Sales on the High Street are growing at their fastest for two years with consumers caught up in a ‘spend now, pay later’ boom. At the same time, sales via the Internet and mail order are 15.7 per cent up on a year ago, the highest annual growth rate recorded. Warmer weather and a case of football fever are thought to have played a large part in the spending spree. It is being financed by a massive increase in personal debt, expected to top £1trillion this summer.
The figures will alarm the Bank of England, which has raised interest rates by a full 1 per cent in the last seven months to head off this type of over-heating of the economy. The City believes further substantial interest rates are likely. The spending frenzy appears to be driven by a booming housing market, which has made those who own a property feel much more-wealthy. At the same time, relatively low unemployment and interest rates have -seen families and workers take the gamble of running up huge credit card debts, overdrafts and bank loans.
Figures from the Office of National Statistics show sales of clothing and footwear took off as May’s warm weather saw women, in particular, spend a small fortune. Garden centres and DIY stores reported strong sales of garden furniture and plants, again driven by warmer weather and the popularity of TV makeover shows. Shoppers were also keen to splurge on barbecue equipment and garden furniture as they prepared to entertain friends during the Euro 2004 football coverage. Sports shops reported increased clothing sales as more Britons try outdoor pursuits – from running to canoeing, rock climbing to cycling. Sales of replica England shirts and merchandise will also have driven up sales.
The increase in shopping on the Web is particularly startling. Many consumers now buy expensive equipment such as American-style refrigerators and plasma screen televisions via the Internet. The total value of retail sales in May was a staggering £18.5billion, according to the ONS figures. That equates to average weekly sales of £4.6billion, 7.1 per cent or around £300mlllion higher than the same month in 2003.

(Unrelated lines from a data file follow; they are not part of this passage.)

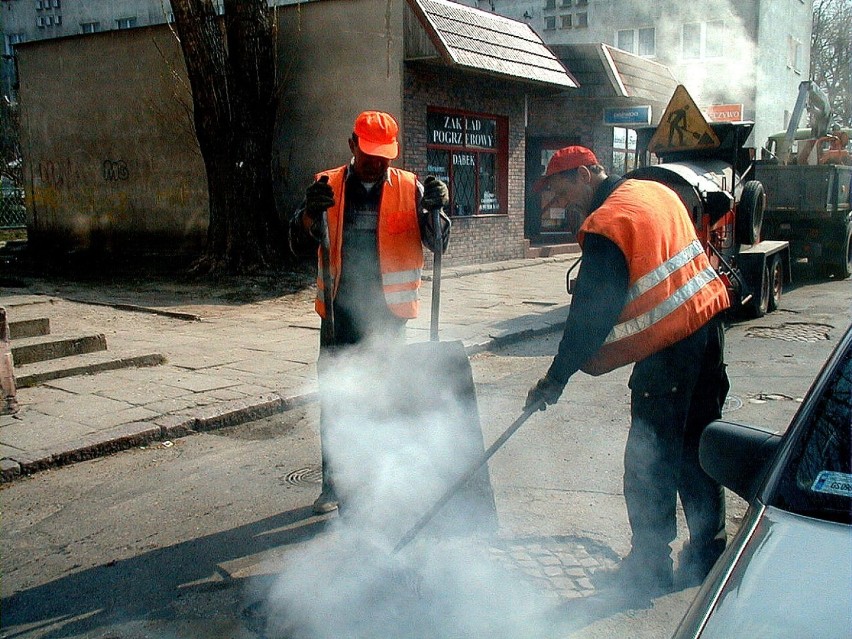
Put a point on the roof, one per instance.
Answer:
(606, 72)
(488, 43)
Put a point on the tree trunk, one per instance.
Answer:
(231, 70)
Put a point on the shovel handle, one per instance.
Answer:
(327, 324)
(436, 271)
(470, 472)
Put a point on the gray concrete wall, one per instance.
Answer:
(337, 58)
(110, 156)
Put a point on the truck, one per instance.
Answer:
(710, 171)
(807, 176)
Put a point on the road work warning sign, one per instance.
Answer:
(682, 127)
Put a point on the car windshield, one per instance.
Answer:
(817, 480)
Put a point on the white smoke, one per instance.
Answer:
(402, 436)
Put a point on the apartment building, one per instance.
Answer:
(739, 56)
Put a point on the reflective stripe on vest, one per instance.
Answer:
(673, 288)
(399, 247)
(658, 313)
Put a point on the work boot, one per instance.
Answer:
(637, 578)
(327, 501)
(694, 565)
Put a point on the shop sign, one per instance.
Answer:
(624, 116)
(461, 131)
(724, 112)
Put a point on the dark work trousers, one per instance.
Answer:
(674, 395)
(347, 332)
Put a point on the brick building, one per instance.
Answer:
(111, 162)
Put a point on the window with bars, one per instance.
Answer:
(623, 150)
(468, 152)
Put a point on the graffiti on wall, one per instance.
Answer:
(115, 170)
(58, 173)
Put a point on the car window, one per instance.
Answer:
(817, 481)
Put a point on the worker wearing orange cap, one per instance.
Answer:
(378, 219)
(646, 293)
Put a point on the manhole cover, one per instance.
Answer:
(310, 476)
(792, 332)
(732, 403)
(560, 566)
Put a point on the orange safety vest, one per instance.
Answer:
(399, 245)
(673, 291)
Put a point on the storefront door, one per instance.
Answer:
(549, 226)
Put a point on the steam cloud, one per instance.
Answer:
(398, 443)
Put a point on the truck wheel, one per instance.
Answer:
(750, 213)
(776, 283)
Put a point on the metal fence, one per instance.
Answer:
(13, 213)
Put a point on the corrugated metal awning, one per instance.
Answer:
(606, 72)
(488, 43)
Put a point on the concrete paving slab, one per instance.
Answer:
(228, 363)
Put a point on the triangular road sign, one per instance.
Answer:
(682, 127)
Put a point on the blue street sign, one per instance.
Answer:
(620, 116)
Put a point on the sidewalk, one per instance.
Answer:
(230, 363)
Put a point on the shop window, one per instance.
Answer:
(794, 54)
(714, 40)
(469, 153)
(624, 40)
(639, 41)
(702, 40)
(647, 42)
(623, 150)
(691, 41)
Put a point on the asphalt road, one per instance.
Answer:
(207, 535)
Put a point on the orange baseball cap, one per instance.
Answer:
(377, 133)
(570, 157)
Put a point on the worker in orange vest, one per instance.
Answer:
(379, 217)
(646, 293)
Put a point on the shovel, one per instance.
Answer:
(465, 477)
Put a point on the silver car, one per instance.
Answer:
(788, 571)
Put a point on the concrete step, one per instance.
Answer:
(47, 347)
(549, 250)
(37, 373)
(35, 327)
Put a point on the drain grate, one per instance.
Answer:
(732, 403)
(310, 476)
(792, 332)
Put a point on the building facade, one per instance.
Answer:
(111, 162)
(742, 59)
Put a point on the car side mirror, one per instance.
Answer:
(736, 455)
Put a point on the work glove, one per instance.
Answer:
(318, 198)
(546, 391)
(435, 194)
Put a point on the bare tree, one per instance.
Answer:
(231, 67)
(831, 54)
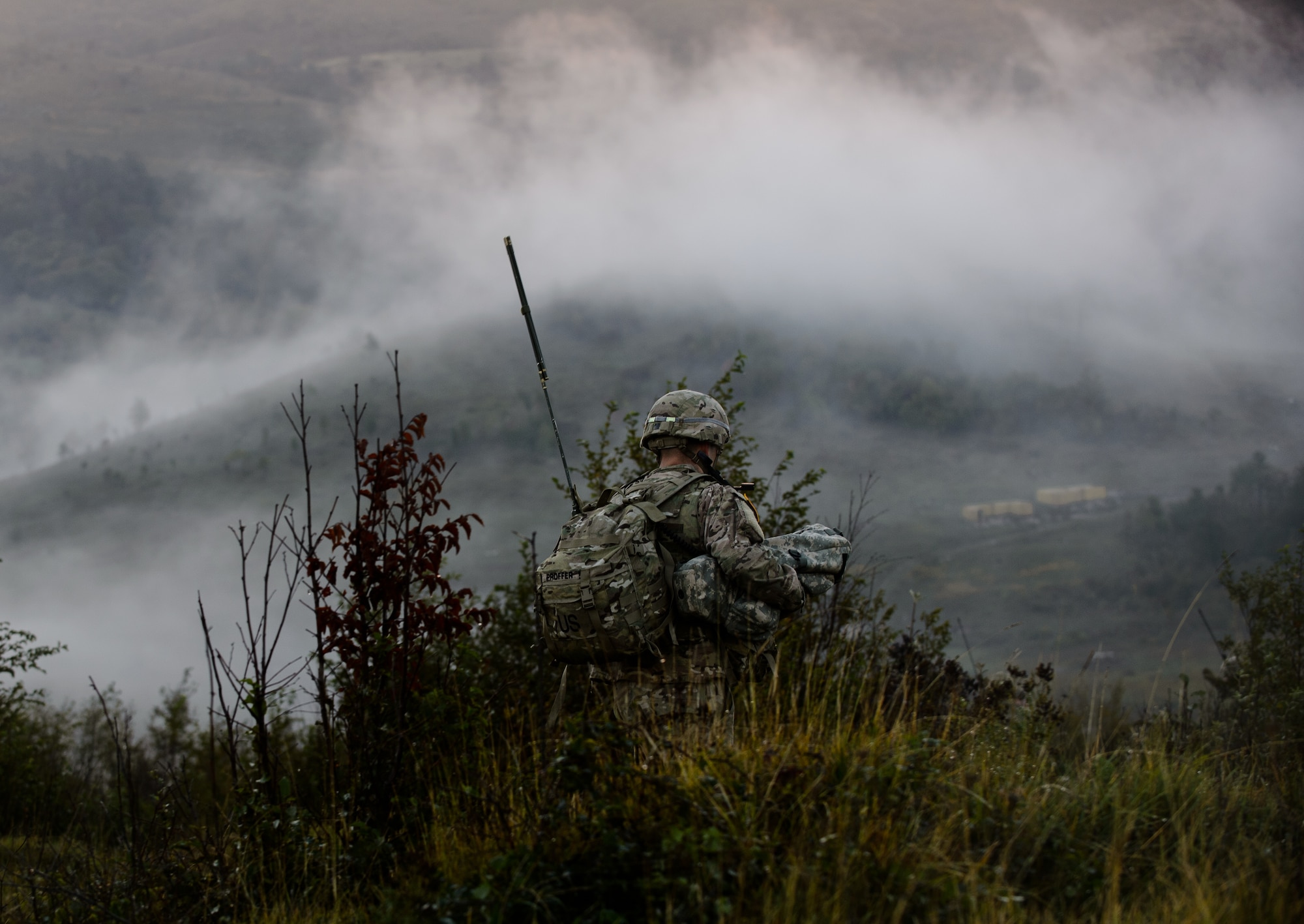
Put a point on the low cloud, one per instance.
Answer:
(1095, 216)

The Bank of England’s Monetary Policy Committee has admitted alarm about the over-heating of the economy, demonstrated by rising house prices, high street sales and a surge in manufacturing orders and output. It fears this will bring an increase in store prices, so driving up inflation which will, in turn, see workers demanding big pay rises. It had hoped interest rate rises in recent months would have curtailed spending, giving stores less of an opportunity to push up prices. Given that a succession of four quarter point rises in the base rate, taking it up to 4.5 per cent, appear to have had little effect, it appears more substantial rate rises are likely. Howard Archer, an economist at Global Insight, said: ‘The surge in retail sales in May, despite an interest rate hike early in the month, highlights how unperturbed consumers were by the Bank of England’s gradualist approach to raising interest rates.